As carbon sequestration technologies are implemented on a larger scale, scientists expect that the amount of CO2 injected and sequestered underground will be extremely large as well. Research efforts to date, however, have not evaluated what impact large-scale injection and related water displacement may have on the groundwater resources in various regions of the country.

DOE is funding LBNL to conduct a series of four research tasks to better understand whether the large-scale increase of water pressure in CO2 storage formations may change the hydrologic conditions in shallow aquifers. This effort will specifically focus on any changes in groundwater table levels, effects on discharge and recharge zones in the groundwater systems, and potential impacts of those changes on underground sources of drinking water.

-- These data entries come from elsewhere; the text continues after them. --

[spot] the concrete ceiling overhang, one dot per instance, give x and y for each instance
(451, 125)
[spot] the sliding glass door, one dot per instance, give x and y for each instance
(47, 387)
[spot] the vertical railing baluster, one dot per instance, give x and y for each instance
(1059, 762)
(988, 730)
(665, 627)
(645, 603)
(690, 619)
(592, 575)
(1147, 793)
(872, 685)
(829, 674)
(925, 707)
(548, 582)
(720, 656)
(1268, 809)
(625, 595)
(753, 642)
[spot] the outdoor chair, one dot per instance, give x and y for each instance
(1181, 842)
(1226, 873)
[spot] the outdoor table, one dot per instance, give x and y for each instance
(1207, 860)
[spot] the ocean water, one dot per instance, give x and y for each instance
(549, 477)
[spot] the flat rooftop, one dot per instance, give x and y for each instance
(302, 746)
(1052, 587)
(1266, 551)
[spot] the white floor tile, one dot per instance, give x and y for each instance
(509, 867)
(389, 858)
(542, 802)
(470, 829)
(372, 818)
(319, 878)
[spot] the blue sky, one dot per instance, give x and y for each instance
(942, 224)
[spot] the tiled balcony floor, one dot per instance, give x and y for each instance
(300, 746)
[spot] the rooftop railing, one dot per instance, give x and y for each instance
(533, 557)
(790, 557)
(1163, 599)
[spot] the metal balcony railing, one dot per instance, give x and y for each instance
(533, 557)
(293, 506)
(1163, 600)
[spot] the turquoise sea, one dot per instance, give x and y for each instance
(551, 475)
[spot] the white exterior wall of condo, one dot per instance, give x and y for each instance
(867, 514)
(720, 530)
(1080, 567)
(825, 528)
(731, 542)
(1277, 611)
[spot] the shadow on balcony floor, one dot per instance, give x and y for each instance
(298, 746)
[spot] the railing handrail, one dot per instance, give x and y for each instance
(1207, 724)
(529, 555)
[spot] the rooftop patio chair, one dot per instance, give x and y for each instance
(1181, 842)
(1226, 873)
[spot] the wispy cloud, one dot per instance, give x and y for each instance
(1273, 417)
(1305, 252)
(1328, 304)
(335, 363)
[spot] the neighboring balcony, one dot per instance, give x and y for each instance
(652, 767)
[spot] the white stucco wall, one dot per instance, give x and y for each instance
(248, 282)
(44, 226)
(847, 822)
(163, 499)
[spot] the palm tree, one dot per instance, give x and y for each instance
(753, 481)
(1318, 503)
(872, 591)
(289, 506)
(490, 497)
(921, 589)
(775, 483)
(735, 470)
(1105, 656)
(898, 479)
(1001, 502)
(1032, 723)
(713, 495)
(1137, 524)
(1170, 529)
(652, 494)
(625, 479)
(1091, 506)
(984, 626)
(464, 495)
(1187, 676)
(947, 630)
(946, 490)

In the initial phase of the project, LBNL has set up a simulation model for CO2 injection into a deep saline reservoir, far below drinking water supplies, and conducted studies to determine the sensitivity of water displacement and pressure buildup on a variety of saline reservoir parameters. A literature review has also begun to evaluate the potential range of geologic and hydrologic systems considered for CO2 sequestration in the United States.

Also through LBNL, EPA tasks will focus on the potential impact of CO2 migrating from the target geologic formations into shallow aquifers. Little research to date has been conducted on the possible water quality changes that may occur in the groundwater in response to CO2 intrusion.

LBNL will conduct a hydrochemical analysis and modeling studies to assess and better understand the various ways that the migration of CO2 could impact underground sources of drinking water. Data from the studies would provide sound scientific information to both regulators and the public at-large.

To date in the project, LBNL has already set up a reactive-transport simulation model to examine CO2 intrusion into a shallow aquifer and has conducted initial sensitivity studies involving geochemical system behavior and related mineralogy. In addition, LBNL has begun a data search evaluating the geochemical conditions in prominent reservoirs near geologic sequestration sites. The continued modeling and database research will provide a systematic evaluation of main aquifer types in the United States and their potential geochemical vulnerability in case of CO2 intrusion.

This coordinated effort, like most sequestration projects, targets the capture and permanent storage of CO2 from sources such as power plants in various regions of the country. As such, DOE's regional carbon sequestration partnerships, an organization of seven regional partners formed in 2002, may subsequently play an important role in identifying areas of concern in their respective regions. The overall project is being managed by the Office of Fossil Energy's National Energy Technology Laboratory.